Ball and plug valves are quick and easy to operate and require only a 90° turn of the lever to open or close the valve. When these valves are closed, they pocket fluid in the ball or plug, which may create problems when used with corrosive fluids.

Butterfly Valve :-
A butterfly valve has a circular disc, which is approximately the size of the pipe bore in diameter. This disc rotates around its centre, so that when closed, the disc completely covers and seals the bore of the pipe. When fully open, the disc thickness lies along the centre of the pipe. 

The contents of the pipe then pass down and past both sides of the disc. The butterfly valve has the advantage of 90° on–off operation and does not pocket fluids like the ball and plug valve.

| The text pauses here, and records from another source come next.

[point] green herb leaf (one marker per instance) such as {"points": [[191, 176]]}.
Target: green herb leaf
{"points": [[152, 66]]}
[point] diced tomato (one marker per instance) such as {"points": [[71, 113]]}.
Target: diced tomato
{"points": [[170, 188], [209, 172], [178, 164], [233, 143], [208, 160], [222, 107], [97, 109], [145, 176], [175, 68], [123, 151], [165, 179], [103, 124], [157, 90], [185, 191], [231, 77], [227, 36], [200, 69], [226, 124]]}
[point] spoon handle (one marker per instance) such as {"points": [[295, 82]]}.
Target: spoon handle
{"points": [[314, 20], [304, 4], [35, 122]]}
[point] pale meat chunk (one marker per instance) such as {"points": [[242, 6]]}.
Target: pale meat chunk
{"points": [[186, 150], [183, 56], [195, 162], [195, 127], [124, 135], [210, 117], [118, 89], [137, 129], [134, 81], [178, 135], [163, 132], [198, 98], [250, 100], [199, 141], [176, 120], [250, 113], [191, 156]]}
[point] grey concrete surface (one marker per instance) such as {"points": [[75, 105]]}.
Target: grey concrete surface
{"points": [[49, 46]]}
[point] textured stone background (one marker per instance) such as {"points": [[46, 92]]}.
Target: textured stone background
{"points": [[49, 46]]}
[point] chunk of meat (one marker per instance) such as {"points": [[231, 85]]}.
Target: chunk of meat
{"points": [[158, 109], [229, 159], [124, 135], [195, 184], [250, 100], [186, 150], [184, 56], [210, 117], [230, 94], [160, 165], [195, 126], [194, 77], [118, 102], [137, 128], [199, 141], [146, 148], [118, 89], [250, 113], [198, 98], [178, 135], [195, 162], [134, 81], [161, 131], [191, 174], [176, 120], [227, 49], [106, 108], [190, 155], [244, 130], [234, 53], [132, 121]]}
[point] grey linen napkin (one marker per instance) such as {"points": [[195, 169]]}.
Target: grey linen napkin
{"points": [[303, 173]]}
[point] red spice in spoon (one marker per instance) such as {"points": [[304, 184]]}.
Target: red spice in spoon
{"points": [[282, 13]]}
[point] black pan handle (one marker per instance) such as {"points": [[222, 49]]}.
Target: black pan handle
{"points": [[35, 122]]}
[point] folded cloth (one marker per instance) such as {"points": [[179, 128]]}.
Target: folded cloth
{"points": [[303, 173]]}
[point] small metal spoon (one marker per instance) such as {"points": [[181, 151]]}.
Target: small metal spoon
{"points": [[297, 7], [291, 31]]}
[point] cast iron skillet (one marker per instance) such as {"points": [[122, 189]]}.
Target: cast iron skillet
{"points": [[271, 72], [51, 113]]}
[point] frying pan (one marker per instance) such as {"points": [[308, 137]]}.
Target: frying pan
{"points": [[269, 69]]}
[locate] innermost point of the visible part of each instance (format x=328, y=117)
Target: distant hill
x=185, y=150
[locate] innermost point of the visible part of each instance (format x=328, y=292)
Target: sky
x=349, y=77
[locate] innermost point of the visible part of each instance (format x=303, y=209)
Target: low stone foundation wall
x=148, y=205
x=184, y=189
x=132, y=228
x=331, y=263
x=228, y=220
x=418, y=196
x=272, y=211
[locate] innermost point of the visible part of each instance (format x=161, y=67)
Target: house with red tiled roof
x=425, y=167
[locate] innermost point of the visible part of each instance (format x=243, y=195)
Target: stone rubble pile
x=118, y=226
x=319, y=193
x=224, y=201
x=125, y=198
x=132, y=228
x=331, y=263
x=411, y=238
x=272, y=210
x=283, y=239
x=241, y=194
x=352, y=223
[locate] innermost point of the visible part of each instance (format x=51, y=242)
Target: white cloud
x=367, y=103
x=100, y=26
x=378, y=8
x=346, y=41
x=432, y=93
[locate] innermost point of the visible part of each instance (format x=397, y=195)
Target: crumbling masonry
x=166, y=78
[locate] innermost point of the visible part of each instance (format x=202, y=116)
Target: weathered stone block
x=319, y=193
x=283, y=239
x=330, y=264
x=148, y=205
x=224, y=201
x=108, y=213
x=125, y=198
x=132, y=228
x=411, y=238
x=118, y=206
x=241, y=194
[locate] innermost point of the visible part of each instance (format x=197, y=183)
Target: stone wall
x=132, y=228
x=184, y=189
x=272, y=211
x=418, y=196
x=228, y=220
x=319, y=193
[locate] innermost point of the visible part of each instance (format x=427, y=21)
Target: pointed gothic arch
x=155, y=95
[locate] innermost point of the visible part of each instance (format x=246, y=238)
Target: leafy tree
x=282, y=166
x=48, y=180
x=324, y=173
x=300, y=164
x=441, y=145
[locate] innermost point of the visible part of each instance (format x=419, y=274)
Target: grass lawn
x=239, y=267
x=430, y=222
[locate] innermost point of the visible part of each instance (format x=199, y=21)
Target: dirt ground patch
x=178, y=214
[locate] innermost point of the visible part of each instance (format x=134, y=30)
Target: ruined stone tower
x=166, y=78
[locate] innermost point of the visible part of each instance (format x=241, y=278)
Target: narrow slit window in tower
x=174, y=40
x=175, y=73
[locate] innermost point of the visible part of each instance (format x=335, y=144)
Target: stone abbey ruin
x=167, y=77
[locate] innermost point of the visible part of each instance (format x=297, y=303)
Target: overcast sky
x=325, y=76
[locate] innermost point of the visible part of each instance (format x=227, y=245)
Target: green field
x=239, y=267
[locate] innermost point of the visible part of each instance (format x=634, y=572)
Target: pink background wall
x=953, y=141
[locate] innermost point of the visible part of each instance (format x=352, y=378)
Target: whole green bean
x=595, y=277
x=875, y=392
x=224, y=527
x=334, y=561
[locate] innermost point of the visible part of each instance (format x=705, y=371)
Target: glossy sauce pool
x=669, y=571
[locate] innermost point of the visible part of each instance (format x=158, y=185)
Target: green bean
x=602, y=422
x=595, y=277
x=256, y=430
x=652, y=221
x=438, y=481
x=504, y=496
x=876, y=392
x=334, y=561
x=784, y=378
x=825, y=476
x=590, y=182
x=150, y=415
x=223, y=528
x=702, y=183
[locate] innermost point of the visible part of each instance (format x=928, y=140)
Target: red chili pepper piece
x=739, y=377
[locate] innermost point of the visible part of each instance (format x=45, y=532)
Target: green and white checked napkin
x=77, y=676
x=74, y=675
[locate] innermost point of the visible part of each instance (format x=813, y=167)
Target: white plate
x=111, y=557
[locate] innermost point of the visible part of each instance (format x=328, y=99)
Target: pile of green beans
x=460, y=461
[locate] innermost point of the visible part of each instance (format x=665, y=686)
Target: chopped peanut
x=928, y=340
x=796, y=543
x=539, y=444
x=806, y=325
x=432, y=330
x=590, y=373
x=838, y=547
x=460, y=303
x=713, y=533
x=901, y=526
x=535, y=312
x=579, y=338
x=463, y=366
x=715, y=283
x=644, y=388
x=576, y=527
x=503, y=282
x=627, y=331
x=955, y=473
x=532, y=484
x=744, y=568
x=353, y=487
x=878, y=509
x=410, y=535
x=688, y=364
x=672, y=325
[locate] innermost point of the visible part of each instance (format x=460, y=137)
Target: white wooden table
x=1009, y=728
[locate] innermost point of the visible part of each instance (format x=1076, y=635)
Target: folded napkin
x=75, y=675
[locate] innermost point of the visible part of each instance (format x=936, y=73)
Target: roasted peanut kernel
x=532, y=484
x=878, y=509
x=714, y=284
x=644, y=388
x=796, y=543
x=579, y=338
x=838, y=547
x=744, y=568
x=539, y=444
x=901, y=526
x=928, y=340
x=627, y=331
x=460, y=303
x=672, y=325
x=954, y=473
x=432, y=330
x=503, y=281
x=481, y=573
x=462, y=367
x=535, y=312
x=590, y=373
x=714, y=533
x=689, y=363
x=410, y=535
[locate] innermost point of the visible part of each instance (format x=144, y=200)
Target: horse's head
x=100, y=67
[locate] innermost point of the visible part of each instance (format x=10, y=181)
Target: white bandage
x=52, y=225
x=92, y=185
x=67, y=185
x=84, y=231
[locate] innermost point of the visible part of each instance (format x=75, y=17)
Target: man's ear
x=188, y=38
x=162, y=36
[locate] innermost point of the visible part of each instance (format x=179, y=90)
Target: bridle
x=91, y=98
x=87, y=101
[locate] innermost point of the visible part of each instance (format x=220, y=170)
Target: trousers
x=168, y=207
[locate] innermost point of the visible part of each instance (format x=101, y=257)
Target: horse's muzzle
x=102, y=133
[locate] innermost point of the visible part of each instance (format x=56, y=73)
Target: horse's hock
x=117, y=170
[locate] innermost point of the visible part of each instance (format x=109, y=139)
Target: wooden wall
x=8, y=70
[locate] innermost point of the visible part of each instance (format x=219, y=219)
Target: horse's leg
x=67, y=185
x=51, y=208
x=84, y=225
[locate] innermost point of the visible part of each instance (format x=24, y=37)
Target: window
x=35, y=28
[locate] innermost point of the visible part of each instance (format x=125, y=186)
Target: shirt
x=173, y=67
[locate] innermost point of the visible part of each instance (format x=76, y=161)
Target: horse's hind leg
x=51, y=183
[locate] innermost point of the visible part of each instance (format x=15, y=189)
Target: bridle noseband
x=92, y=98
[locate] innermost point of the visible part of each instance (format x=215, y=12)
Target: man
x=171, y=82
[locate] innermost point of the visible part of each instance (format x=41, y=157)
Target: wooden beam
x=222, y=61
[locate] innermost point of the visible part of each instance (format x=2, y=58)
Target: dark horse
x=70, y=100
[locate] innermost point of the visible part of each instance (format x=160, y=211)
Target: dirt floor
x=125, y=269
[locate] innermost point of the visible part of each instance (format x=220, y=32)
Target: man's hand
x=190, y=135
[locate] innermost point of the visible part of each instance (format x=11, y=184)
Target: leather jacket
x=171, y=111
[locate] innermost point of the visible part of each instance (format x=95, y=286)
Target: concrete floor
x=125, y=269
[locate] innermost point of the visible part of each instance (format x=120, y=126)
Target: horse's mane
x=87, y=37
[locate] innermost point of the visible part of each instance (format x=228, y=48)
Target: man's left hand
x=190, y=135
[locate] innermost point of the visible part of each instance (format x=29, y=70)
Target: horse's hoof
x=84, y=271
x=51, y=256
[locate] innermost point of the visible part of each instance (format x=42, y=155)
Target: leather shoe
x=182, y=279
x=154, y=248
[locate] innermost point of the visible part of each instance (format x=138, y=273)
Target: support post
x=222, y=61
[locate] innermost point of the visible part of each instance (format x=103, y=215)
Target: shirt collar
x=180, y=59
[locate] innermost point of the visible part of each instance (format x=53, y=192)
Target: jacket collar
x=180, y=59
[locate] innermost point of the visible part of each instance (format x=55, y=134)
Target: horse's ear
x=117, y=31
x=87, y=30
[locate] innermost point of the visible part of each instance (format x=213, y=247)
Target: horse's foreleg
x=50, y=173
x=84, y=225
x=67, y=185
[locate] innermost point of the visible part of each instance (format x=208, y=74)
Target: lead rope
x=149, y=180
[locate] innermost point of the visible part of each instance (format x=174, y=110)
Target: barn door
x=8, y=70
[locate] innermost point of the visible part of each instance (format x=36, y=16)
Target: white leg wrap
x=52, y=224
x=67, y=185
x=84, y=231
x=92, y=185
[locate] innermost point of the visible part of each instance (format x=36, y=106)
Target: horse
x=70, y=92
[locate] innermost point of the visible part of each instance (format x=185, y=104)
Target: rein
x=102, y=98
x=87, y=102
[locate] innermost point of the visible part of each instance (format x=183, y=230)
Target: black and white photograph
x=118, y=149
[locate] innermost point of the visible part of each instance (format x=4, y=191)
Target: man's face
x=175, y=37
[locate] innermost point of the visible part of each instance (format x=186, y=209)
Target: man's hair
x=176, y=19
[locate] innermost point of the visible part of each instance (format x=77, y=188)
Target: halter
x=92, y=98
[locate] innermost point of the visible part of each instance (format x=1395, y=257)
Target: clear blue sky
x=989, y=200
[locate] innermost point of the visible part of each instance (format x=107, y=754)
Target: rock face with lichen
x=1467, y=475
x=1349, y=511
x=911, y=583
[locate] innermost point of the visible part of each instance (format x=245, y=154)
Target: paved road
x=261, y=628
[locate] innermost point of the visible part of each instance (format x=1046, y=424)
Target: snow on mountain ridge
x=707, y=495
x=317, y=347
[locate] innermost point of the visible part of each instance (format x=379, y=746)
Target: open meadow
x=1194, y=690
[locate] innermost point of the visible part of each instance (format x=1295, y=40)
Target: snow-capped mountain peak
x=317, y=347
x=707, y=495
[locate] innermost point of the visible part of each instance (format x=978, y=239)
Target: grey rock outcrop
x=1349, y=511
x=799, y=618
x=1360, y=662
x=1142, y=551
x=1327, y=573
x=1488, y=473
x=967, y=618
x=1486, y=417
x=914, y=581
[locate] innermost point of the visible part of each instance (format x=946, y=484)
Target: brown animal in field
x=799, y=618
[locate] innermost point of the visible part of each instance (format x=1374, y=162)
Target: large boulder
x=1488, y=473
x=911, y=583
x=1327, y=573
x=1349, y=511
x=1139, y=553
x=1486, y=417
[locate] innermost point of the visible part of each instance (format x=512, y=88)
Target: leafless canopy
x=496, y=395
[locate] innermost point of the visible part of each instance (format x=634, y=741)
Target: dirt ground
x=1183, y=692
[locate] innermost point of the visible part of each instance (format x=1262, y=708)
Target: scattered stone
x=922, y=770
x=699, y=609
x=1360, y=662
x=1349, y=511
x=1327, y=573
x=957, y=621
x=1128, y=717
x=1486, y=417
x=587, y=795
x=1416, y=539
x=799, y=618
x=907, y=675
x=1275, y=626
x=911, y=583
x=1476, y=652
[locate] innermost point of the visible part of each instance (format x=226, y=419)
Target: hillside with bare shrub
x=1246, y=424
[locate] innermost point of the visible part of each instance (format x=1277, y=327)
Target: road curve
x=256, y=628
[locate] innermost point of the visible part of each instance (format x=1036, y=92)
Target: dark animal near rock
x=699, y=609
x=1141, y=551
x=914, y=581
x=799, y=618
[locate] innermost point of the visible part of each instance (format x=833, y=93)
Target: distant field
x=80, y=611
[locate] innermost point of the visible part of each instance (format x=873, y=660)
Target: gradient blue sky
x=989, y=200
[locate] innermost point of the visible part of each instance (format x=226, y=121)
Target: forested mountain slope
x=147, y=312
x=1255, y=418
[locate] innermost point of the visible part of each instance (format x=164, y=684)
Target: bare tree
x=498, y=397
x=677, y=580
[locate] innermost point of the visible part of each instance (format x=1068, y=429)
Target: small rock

Check (non-return) Valve :-
Check valves permit flow in one direction only. The valve closes if flow is reversed. 

Relief Valve:-  
Relief valves are used to prevent build-up of excessive pressure of gas or liquid in lines or vessels. They usually operate against a pre-set spring loading. Relief valves for gas are designed to permit a large flow; a small flow which will rapidly decrease pressure is usually all that is required for liquids.

Installation of valves:-
Valves may be attached to lines or vessels by the following methods.
  • Screwed Attachments :- Generally used on small diameter, low pressure lines.
  • Flanged Joints :- The body of the valve is flanged to make it compatible with flanges of the same pressure rating. It offers the advantages of easy installation and removal, and is suitable for medium/high pressure applications.
  • Butt Weld Attachments :- The valve ends are supplied with standard weld preparation. Although difficult to fit and remove, this is the preferred method for extreme service applications. Weld procedures should be designed so as to minimise distortion of the valve body.

Wafer valves :-
These have no flanges of their own and are sandwiched between the flanges on the pipe ends. They are located and held in position by the bolts which pass between the pipe flanges. Because the pipe flanges are held a distance apart equal to the thickness of the wafer valve, longer bolts than usual will be required.
The valve has flat faces which contact the flanges. Gaskets or O-rings are used to seal against leaks. The outer diameter of the body is made to suit the pitch circle diameter (PCD) of the bolts of the flange. The bolts go around the valve body rather than passing through it.

These guidelines should be followed when valves are being installed :-
  • The direction of flow through the valve must be correct. Where this is important, flow direction will be indicated on the valve body (usually by an arrow). 
  • Valves should be placed in horizontal rather than vertical runs to facilitate the draining of the line when the valves are closed.
  • Heavy valves should be suitably supported. A minimum of 300 mm between flange and support should be allowed to facilitate installation and removal. 
  • For aesthetic reasons, it is important to keep the centre-lines of valves at the same height and in line on the plan view. 
  • There should be no safety hazards for the operator to contend with when accessing valves. 
  • Lines carrying hazardous materials should have valves placed in such a way that the operator does not have to reach up to open or close them. 
  • Valve stems should not point downward at any angle below the horizontal. This prevents sediment from collecting in the gland packing which may damage the stem. 
  • Valve stems should not be pointed into walkways, etc.